The consensus turned to purchasing a vending machine and placing it at 113 W. Main Street at Strickland Engineering. The vending machine project was placed in the hands of 13-year-olds Conner and Carter Strickland, twin sons of Brian.
Research on what type of machine to buy and how to raise funds to purchase it launched the idea to the next phase.
A combination drink/snack machine was agreed upon. Conner’s research led him to American Vending Machines in Saint Louis. The $3,600 price tag was an obstacle, but not one without a solution. The partnership between Grandma Diana Hobeck, and brothers, Conner and Carter brought the idea to fruition.
Conner soon discovered the space they planned to place the machine at Strickland Engineering was just too small, so a little more brainstorming was in order.
“We kicked around location ideas and inquired at the new County Courthouse,” said Brian. It was not something they were interested in. “My brother, Mark, suggested the Jackson Police Department.”
“I sent an e-mail to Asst. Captain Scott Eakers, and he said they needed it,” said Conner.
The machine is stocked with a variety of soft drinks, Gatorade and sweet tea, plus an assortment of chips and candy.
“We made a big Sam’s order for it and are storing everything at my dad’s building,” said Conner.
Lt. Alex Broch said, “This was a great idea since sometimes we don’t want to go out and get this.” With a lot of places closing early due to changes in business practices since COVID-19, this makes it a little more convenient for the police. “We were thinking of doing it as soon as we moved in. We had an old one but have done without a vending machine for five or six years,” said Broch.
While it seemed most of the young entrepreneurs issues were resolved, there still were some unforeseen obstacles ahead.

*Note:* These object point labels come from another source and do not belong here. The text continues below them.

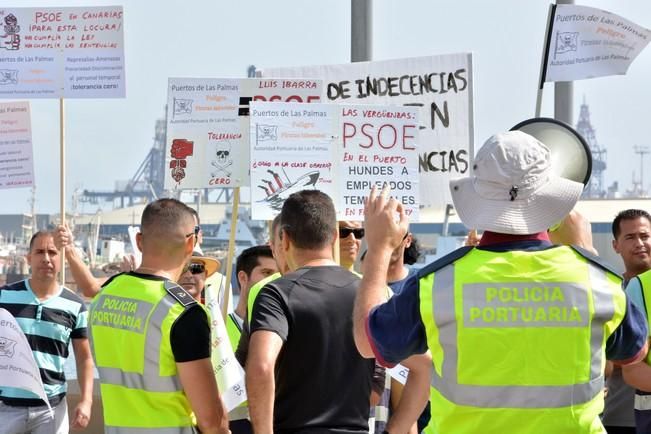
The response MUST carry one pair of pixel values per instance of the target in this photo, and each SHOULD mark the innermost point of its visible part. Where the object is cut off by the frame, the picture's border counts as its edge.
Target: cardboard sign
(342, 150)
(228, 372)
(440, 87)
(208, 127)
(17, 365)
(16, 162)
(585, 42)
(62, 52)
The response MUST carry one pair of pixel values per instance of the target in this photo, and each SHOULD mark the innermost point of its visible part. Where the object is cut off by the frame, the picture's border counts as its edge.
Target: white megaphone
(571, 156)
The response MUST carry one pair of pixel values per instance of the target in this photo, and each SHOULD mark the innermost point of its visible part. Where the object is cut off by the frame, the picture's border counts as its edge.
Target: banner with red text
(208, 126)
(75, 52)
(440, 87)
(585, 42)
(16, 154)
(343, 150)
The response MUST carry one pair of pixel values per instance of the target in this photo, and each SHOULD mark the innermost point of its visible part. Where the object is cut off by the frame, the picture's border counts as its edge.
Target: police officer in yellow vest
(519, 329)
(151, 339)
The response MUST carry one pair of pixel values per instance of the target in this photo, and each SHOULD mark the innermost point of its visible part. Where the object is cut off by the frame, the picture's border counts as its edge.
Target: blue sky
(108, 139)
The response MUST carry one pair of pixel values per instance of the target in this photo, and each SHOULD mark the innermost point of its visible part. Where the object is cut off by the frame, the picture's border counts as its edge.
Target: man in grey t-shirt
(632, 241)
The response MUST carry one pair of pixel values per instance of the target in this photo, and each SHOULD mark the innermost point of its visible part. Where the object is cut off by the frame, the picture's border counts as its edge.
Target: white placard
(16, 161)
(17, 365)
(62, 52)
(441, 87)
(208, 126)
(228, 372)
(293, 147)
(342, 150)
(585, 42)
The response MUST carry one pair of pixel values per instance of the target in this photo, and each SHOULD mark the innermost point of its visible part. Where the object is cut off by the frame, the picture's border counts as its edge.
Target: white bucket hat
(513, 189)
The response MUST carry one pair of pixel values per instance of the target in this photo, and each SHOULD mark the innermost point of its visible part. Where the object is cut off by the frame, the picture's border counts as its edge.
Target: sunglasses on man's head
(358, 232)
(196, 231)
(195, 268)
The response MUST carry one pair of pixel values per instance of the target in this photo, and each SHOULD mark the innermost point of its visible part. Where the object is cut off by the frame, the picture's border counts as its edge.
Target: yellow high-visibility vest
(130, 323)
(518, 341)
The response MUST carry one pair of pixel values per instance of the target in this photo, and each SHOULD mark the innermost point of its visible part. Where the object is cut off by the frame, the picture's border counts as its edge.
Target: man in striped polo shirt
(50, 316)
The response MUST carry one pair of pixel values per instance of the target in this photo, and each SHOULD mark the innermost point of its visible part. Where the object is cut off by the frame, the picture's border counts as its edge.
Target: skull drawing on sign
(223, 152)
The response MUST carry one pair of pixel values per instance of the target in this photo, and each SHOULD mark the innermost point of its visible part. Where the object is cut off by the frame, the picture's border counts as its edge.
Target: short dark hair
(40, 233)
(249, 258)
(628, 214)
(412, 253)
(195, 213)
(309, 219)
(165, 215)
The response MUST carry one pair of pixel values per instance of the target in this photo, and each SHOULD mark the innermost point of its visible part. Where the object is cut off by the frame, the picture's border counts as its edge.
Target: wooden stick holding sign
(544, 57)
(62, 182)
(231, 252)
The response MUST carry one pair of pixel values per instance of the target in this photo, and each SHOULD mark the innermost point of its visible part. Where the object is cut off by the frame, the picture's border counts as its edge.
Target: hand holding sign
(382, 229)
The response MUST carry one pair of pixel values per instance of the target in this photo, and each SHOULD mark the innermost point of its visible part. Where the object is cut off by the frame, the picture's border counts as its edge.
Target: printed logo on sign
(525, 304)
(182, 106)
(565, 42)
(120, 312)
(11, 38)
(222, 160)
(7, 347)
(266, 132)
(8, 76)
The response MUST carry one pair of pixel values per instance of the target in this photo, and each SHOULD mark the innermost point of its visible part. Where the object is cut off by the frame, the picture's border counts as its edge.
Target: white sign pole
(62, 182)
(230, 257)
(543, 60)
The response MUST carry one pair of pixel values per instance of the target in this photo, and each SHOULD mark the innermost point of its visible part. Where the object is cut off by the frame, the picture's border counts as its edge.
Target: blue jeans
(34, 420)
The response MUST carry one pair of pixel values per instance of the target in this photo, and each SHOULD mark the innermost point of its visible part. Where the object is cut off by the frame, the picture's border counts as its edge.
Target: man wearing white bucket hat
(519, 329)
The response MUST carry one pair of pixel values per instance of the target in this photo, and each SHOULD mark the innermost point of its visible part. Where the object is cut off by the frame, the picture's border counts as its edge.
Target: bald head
(165, 226)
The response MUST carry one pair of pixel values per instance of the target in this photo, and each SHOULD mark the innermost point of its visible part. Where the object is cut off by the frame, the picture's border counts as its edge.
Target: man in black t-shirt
(303, 372)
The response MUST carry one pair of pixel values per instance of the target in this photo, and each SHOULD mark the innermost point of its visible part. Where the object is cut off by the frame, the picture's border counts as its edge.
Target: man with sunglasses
(350, 242)
(151, 339)
(196, 273)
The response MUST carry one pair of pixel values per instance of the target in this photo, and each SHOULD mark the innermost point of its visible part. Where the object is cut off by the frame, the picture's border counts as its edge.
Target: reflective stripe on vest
(149, 380)
(645, 286)
(514, 396)
(642, 402)
(124, 430)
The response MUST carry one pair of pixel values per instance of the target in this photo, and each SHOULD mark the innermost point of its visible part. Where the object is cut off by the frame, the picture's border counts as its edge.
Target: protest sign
(584, 42)
(16, 162)
(292, 148)
(228, 372)
(342, 150)
(62, 52)
(208, 127)
(18, 368)
(378, 145)
(440, 87)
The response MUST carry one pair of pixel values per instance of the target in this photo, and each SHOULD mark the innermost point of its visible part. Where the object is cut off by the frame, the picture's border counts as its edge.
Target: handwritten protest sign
(342, 150)
(208, 127)
(378, 145)
(18, 369)
(441, 87)
(16, 162)
(228, 372)
(585, 42)
(62, 52)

“The 700-pound machine was too heavy for the appliance dolly,” said Carter. With the help of a lift on the back of a Siemer’s Best Brand Plus truck, they were able to get it off the trailer and as far as the double doors at the Jackson Police Department entrance.
Uh-oh. One double door just would not unlock. “We had to call the contractor to come fix the door,” said Conner. “It just wouldn’t open. Maybe it was jammed or something.”
Once the door was fixed, Siemer’s Best Brand Plus helped out to get the vending machine to the break room. By Tuesday, June 16, the vending machine was up and running.
Conner, who is enjoying a Jackson summer school project working with athlete stats, said, “I’m making money while I sleep.”
He and his brother both mow for their grandparents to earn money, but this new business venture is a step toward year-round revenue.
The card reader on the vending machine supplies time, date and amount for monitoring sales. The first day’s sales registered $20.
Without hesitation, Conner said his future plan is to pay everybody back first and then save for college.
“They are going to be eighth graders — soon high school. With our office uptown this is something they can keep up with and maintain over the years,” said Brian.